The Future of Ultracapacitors

There are a number of applications for ultracapacitors that can address huge markets, like the transportation industry. Take lead-acid batteries for example. There’s a company that’s built an entire business around recycling these things. It’s not a stretch to think that the lead-acid car battery could be replaced by an ultracapacitor. Even today’s electric cars still use lead-acid batteries, so the use case applies to cars of all types. For electric cars, the lithium-ion battery packs are one of the most important components. Combining an ultracapacitor with a lithium-ion battery pack and extend battery life by 70% to 100% and downsize the volume of batteries needed by over 10% which should also increase range. In other words, ultracapacitors could eventually be found in every vehicle on this planet, electric or otherwise.

There are other interesting use cases for ultracapacitors that will grow alongside disruptive technology themes that are growing quickly as well – like robotics and wind energy.

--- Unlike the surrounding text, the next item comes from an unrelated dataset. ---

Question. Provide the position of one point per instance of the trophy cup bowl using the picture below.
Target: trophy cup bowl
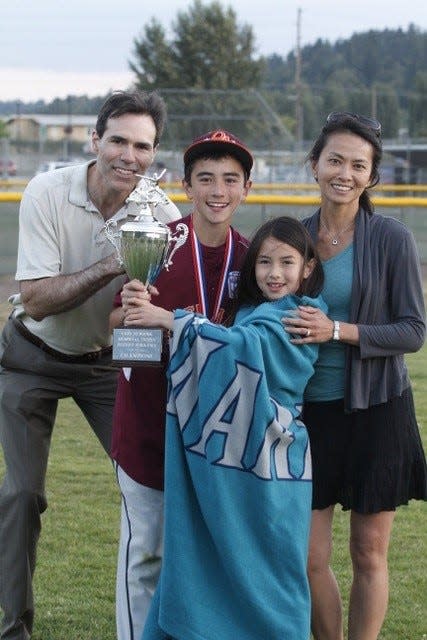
(144, 246)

Ultracapacitors and Robots

A Canadian startup called Attabotics is deploying “a new all-in-one automated storage, retrieval, order fulfillment, and sortation system to some of the largest retail companies in North America.” What they’ve built are these vertical warehouses that robots move around in – up, down, and sideways – while moving around goods. (Attabotics’ system reduces warehouse space by 85% and requires just 20% of the workforce that traditional fulfillment centers need.) The Attabotics robots use Skeleton’s ultracapacitors which can stay operational 24/7 for ten years. One can assume that – similar to the elevator use case – the robots recharge as gravity pulls them down, and that same energy is used to move them when gravity isn’t cooperating.

Ultracapacitors and Wind Turbines

Some wind turbines have blades longer than 70 yards (70 meters) which means that things can go wrong if safety controls aren’t put in place. One safety measure for wind turbines is “pitch control” which means turning the blades towards a neutral angle in heavy winds. The complication is that pitch control must work and supply power to turn the blades even if the main power for the blade pitch control fails. Previously, this was accomplished using hydraulics or lead-acid batteries, but now ultracapacitors are being used to provide a maintenance-free solution that lasts 15 years.

It’s just one of many new use cases emerging as ultracapacitor awareness increases throughout various industries around the globe.

Conclusion

Some common themes we see across these ultracapacitor use cases are gravity and momentum. Any time you have some heavy object descending (elevators, robots, containers, etc.) a superconductor can be put into the loop to instantly capture electric energy. Whenever you have a vehicle moving along and it needs to brake, a superconductor can be used to capture energy. As a result, there are countless use cases for ultracapacitors that haven’t yet been realized, particularly in transportation. While we won’t know what Elon Musk plans to do with his ultracapacitor acquisition until Battery Day, we can be sure that Skeleton Technologies is in a great place right now with their high-density ultracapacitor offerings.